Perché diventi un precedente giuridico in grado di trasformarsi in legge c’è bisogno di altre quattro sentenze simili. Solo a quel punto la possibilità di coltivare l’ “erba” sarà introdotta nel codice giuridico messicano e non sarà più considerata reato. Intanto un portone sulla strada dell’antiproibizionismo è stato spalancato. Una sveglia significativa per il Paese insanguinato dalla guerra del narcotraffico. Mentre resta contrario il presidente Enrique Pena Nieto, che sulla questione ha timidamente promesso l’apertura di un “dibattito più ampio”.
Minacce, ritorsioni, torture, sequestri e omicidi hanno segnato la storia più recente del Centro America. I narcos hanno ammazzato e spesso fatto letteralmente sparire oltre 100.000 persone in dieci anni. Una sporca guerra e un solo vincitore: i cartelli della droga. Il proibizionismo ha contribuito a ingrassare le tasche dei narcotrafficanti che “hanno rastrellato denaro e commesso terribili crimini”, ha detto alla Reuters il 27enne attivista Meliton Gonzales, che festeggia la sentenza fuori dal tribunale.

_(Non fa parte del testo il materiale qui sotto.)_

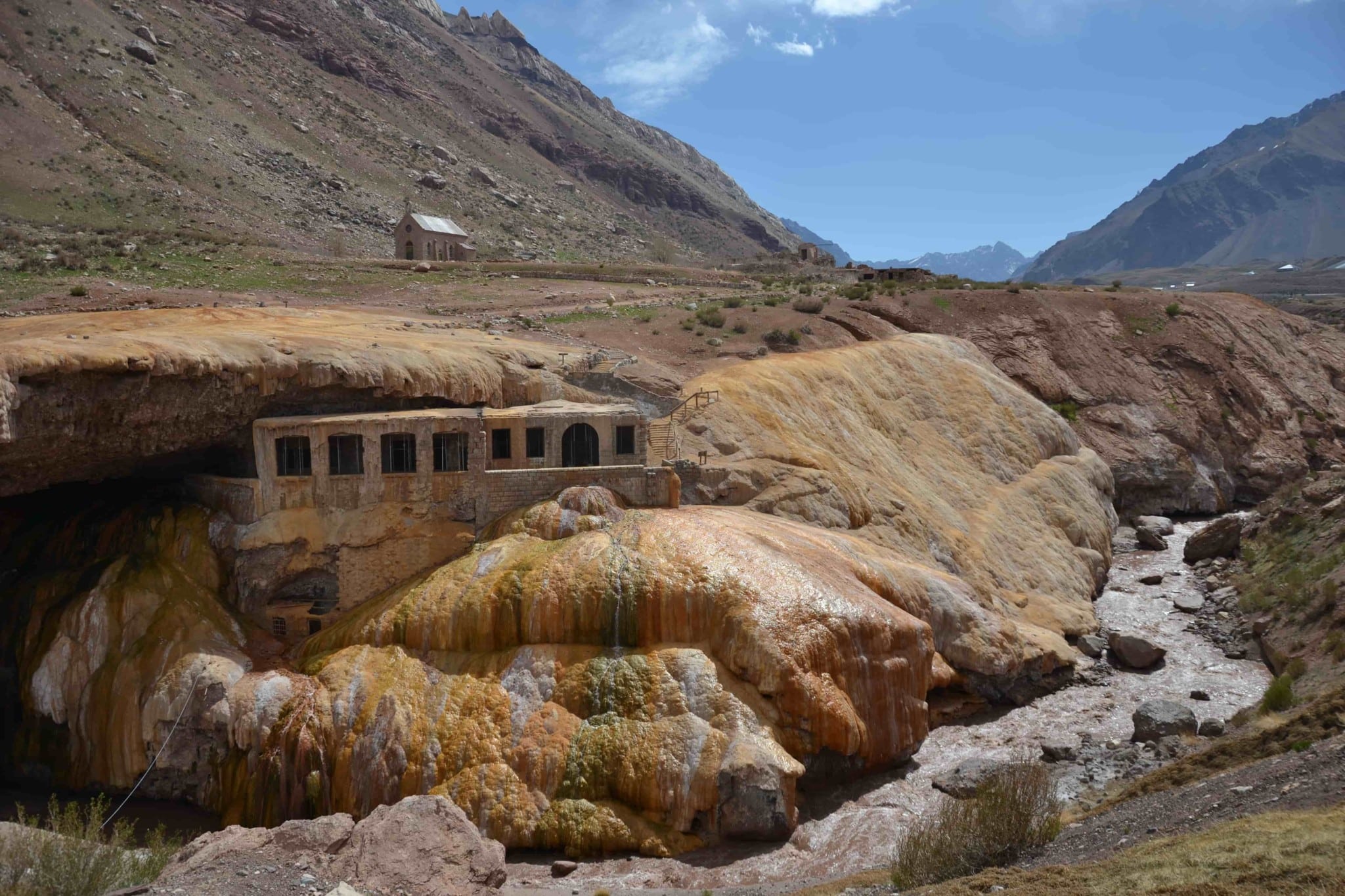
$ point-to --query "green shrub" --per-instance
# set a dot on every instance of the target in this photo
(1015, 811)
(73, 855)
(1279, 695)
(1067, 410)
(808, 305)
(711, 316)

Marijuana, cocaina, eroina e crystal meth sono le principali fonti di reddito della criminalità organizzata. I morti per droga e l’aumento delle violenze fanno da macabro contorno. Le politiche sulla droga saranno la questione chiave nella corsa presidenziale del 2018. Ne è convinto Alberto Islas, un consulente per la sicurezza che si aspetta la completa legalizzazione entro i prossimi quattro anni. E intanto la decisione del tribunale potrebbe accelerare gli sforzi degli Stati messicani per cambiare le loro leggi sulla droga, ferme finora al dibattito sull’uso della marijuana terapeutica.